Warner Bros. First Theater in New Castle to Reopen
NEW CASTLE, Pa. -- The original Warner Bros. theaters in the Riverplex building should reopen and begin showing motion pictures next Feb. 2, 107 years to the day the first moving pictures were shown in the Cascade Picture Palace at the corner of E. Washington and E. Mill streets.
Negotiations were successfully completed to reopen the first floor of the Riverplex, the four-story building with 78,000 square feet acquired by Refresh Dental Partners, Dr. Andrew Matta, CEO of Refresh, and Jerry Kern, president of the Warner Film Center, jointly announced Wednesday.
They expect the complex to employ 200 when it opens, making it the largest employer in downtown New Castle, Matta and Kern said.
In addition to the restoration of the two nickelodeons the Warner brothers opened -- they seat 100 and 250 patrons -- the Warner Film Center will open a souvenir shop and two state-of-the-art theaters “with the most modern-type of movie equipment,” Kern said Wednesday, which he said is “4G.” Only a very small number of theaters have it, he added.
One movie that will be shown often in the nickelodeons is “The Great Train Robbery,” Kern said, but other black-and-white silent films from the early 20th-century will be shown as well. Documentary films about the Warner brothers will be offered, too. Tourists are most familiar with “Train Robbery” and the state and Lawrence County tourism offices will promote the center.
The two modern theaters, two nickelodeons and souvenir shop will occupy roughly 3,000 square feet of the first floor, Kern said, the largest of the four floors. A restaurant is the other first-floor occupant and space is available for other stores.
Refresh Dental, which paid $1 for the Riverplex, will occupy the second and third floors and the fourth floor, the smallest, remains vacant. Refresh has guaranteed to provide the 3,000 square feet rent-free for a minimum of 20 years, Kern said.
State grants of $22 million and $5 million have allowed restoration of the Riverplex and the original Warner Bros. theaters. Kern and the Warner Film Center are counting on volunteers to restore as much of the two nickelodeons as possible.

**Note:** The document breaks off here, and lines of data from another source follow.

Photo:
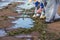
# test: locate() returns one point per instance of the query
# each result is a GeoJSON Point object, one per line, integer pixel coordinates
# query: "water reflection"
{"type": "Point", "coordinates": [23, 23]}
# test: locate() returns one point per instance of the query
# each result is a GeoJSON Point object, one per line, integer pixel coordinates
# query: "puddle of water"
{"type": "Point", "coordinates": [23, 23]}
{"type": "Point", "coordinates": [2, 33]}
{"type": "Point", "coordinates": [23, 36]}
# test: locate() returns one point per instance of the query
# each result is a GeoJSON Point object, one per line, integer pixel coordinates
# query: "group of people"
{"type": "Point", "coordinates": [40, 9]}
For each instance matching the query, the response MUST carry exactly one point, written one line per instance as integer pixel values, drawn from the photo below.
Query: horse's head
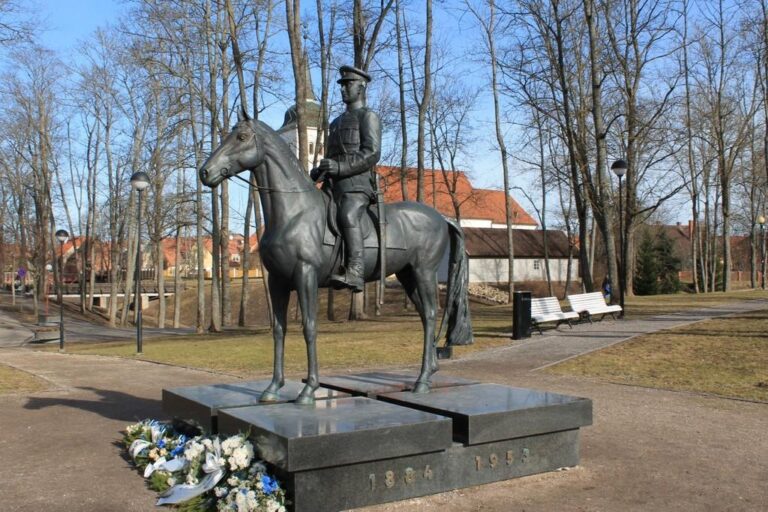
(239, 151)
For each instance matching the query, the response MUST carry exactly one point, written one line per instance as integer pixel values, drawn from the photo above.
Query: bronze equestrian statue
(297, 248)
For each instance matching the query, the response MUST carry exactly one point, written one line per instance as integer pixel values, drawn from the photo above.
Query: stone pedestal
(201, 404)
(351, 452)
(372, 384)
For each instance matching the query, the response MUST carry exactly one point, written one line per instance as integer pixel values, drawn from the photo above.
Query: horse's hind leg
(279, 293)
(306, 287)
(421, 286)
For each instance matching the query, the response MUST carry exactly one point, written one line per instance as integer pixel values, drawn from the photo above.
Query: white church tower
(290, 133)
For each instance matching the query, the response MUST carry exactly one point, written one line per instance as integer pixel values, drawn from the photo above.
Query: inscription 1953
(493, 460)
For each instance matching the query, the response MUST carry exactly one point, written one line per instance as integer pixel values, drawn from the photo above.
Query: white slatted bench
(591, 304)
(547, 309)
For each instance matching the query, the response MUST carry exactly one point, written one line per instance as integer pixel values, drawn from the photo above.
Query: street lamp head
(619, 168)
(139, 181)
(62, 236)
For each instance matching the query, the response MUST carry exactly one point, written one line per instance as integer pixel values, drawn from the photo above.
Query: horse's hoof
(268, 397)
(305, 399)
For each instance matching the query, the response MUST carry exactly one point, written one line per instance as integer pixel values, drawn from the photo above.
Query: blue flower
(181, 442)
(270, 484)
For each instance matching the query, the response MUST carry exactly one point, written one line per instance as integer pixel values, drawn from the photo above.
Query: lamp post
(62, 236)
(139, 182)
(761, 221)
(619, 168)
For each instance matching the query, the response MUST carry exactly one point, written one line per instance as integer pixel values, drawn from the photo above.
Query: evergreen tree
(646, 267)
(669, 264)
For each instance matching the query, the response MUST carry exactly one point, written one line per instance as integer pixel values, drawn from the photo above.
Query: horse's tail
(456, 319)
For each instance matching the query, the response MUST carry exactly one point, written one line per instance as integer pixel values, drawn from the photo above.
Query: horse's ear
(242, 115)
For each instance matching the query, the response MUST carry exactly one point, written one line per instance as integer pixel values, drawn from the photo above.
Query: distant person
(607, 289)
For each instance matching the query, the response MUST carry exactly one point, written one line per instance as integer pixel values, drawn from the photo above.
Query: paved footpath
(648, 450)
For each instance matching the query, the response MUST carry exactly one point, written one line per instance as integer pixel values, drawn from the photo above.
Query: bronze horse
(292, 249)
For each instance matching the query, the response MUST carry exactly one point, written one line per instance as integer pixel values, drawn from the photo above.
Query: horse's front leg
(306, 287)
(426, 287)
(279, 293)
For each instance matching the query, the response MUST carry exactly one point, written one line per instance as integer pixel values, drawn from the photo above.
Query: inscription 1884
(408, 477)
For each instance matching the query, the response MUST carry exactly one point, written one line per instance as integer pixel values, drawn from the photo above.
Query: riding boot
(354, 274)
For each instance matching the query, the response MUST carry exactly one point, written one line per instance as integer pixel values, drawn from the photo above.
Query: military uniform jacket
(354, 142)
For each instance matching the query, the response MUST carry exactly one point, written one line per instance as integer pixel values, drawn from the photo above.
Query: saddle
(369, 225)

The film center will pay for utilities and maintaining the commons area once the theaters begin admitting visitors and tourists.

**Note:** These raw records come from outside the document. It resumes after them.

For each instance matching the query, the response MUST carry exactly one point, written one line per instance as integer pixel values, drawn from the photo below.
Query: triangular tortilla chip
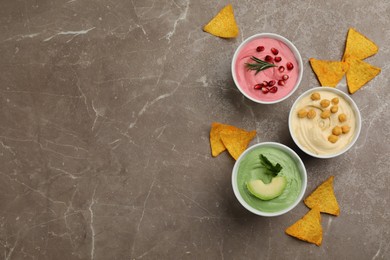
(217, 146)
(329, 73)
(358, 46)
(359, 73)
(236, 141)
(223, 24)
(308, 228)
(324, 198)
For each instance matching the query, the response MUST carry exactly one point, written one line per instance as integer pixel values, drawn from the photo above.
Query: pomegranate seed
(258, 86)
(268, 58)
(260, 48)
(265, 90)
(273, 89)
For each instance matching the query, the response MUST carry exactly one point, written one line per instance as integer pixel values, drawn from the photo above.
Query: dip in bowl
(272, 84)
(324, 122)
(249, 167)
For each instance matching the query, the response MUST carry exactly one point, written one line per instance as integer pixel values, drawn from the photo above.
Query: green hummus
(251, 168)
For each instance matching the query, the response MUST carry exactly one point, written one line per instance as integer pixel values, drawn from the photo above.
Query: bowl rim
(294, 156)
(292, 47)
(354, 108)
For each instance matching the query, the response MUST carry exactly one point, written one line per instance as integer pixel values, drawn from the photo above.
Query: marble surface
(105, 113)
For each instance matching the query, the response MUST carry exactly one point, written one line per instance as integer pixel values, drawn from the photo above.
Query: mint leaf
(274, 169)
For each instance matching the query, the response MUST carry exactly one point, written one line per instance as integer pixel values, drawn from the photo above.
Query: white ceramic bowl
(354, 108)
(301, 168)
(289, 44)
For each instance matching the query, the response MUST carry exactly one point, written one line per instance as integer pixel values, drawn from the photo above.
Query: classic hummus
(320, 134)
(250, 168)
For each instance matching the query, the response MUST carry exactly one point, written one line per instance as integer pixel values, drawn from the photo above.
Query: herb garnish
(259, 65)
(274, 169)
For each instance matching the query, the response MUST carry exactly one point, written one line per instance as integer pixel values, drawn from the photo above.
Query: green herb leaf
(259, 65)
(274, 169)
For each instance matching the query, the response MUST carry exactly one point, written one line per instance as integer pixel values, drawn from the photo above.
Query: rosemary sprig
(259, 65)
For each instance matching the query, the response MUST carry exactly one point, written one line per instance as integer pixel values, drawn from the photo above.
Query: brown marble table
(105, 115)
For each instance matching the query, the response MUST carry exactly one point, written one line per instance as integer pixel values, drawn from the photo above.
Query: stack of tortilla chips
(309, 227)
(358, 73)
(229, 137)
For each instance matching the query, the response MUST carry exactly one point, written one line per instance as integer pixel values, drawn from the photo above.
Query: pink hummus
(247, 78)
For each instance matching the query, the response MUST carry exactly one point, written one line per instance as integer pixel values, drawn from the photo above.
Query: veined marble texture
(105, 113)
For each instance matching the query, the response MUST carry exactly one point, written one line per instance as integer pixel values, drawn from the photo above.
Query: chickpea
(315, 96)
(325, 114)
(345, 129)
(342, 117)
(333, 138)
(325, 103)
(311, 114)
(302, 113)
(337, 130)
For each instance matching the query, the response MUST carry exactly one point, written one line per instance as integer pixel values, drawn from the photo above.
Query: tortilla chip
(217, 146)
(358, 46)
(359, 73)
(236, 141)
(329, 73)
(324, 198)
(223, 24)
(308, 228)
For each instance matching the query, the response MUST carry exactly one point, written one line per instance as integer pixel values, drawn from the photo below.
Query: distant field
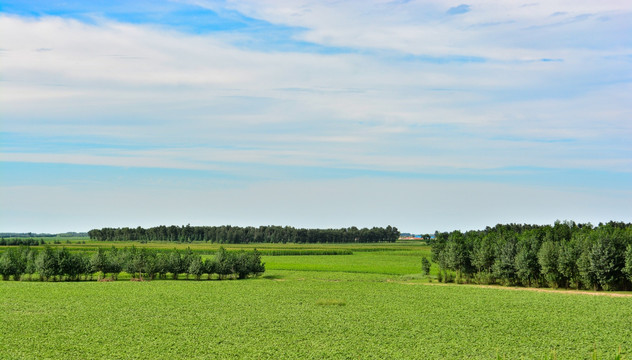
(369, 305)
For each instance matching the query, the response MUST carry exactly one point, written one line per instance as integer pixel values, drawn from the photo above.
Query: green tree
(567, 264)
(196, 267)
(46, 263)
(99, 262)
(505, 264)
(527, 269)
(606, 263)
(548, 260)
(425, 266)
(628, 262)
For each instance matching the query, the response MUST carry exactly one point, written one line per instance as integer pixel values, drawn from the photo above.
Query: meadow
(373, 304)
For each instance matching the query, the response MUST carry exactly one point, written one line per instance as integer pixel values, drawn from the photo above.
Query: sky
(424, 115)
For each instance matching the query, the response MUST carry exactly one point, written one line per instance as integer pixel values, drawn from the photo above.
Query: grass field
(369, 305)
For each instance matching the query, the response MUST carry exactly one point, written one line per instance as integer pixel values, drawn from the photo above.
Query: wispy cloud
(457, 10)
(267, 90)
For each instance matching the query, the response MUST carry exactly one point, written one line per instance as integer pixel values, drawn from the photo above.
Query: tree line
(243, 235)
(25, 263)
(565, 254)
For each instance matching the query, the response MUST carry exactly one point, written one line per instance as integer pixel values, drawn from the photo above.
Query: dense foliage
(54, 264)
(18, 242)
(563, 255)
(244, 235)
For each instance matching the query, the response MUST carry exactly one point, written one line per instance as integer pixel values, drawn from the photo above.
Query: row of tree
(565, 254)
(52, 264)
(243, 235)
(18, 242)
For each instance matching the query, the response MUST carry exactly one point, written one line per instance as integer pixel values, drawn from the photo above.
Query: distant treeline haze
(563, 255)
(54, 264)
(243, 235)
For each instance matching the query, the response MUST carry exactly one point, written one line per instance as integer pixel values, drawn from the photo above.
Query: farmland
(371, 304)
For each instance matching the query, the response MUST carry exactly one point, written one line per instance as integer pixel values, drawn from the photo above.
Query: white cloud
(399, 101)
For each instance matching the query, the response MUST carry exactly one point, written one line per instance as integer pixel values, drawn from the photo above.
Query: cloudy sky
(425, 115)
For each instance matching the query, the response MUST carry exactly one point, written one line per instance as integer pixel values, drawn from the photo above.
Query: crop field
(369, 305)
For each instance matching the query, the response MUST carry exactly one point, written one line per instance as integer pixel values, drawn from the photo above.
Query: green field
(369, 305)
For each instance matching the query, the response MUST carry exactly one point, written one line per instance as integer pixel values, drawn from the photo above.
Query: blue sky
(425, 115)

The original theaters, Kern said, “will be the main attraction, a beautiful, full-scale recreation of the Warner Bros.’ first theater, the Cascade Picture Palace. Visitors will see exactly what the front façade and interior auditoriums looked like when they opened. The décor and every aspect of this re-creation will be as exact as possible.”
The original Cascade Theatre consisted of a lobby and two auditoriums, the film center says. In one theater, customers paid five cents to sit in simple seats and watch movies. The other, with more comfortable seats and a nicer décor, charged patrons 25 cents.
No decision has been made on how much to charge, if anything, tourists and visitors to watch “The Great Train Robbery,” Kern said, but he expect they will be changed “nominal” admission to watch the other period movies brought in.
New documentaries, new independent and foreign films will be shown in the modern theaters.
Published by The Business Journal, Youngstown, Ohio.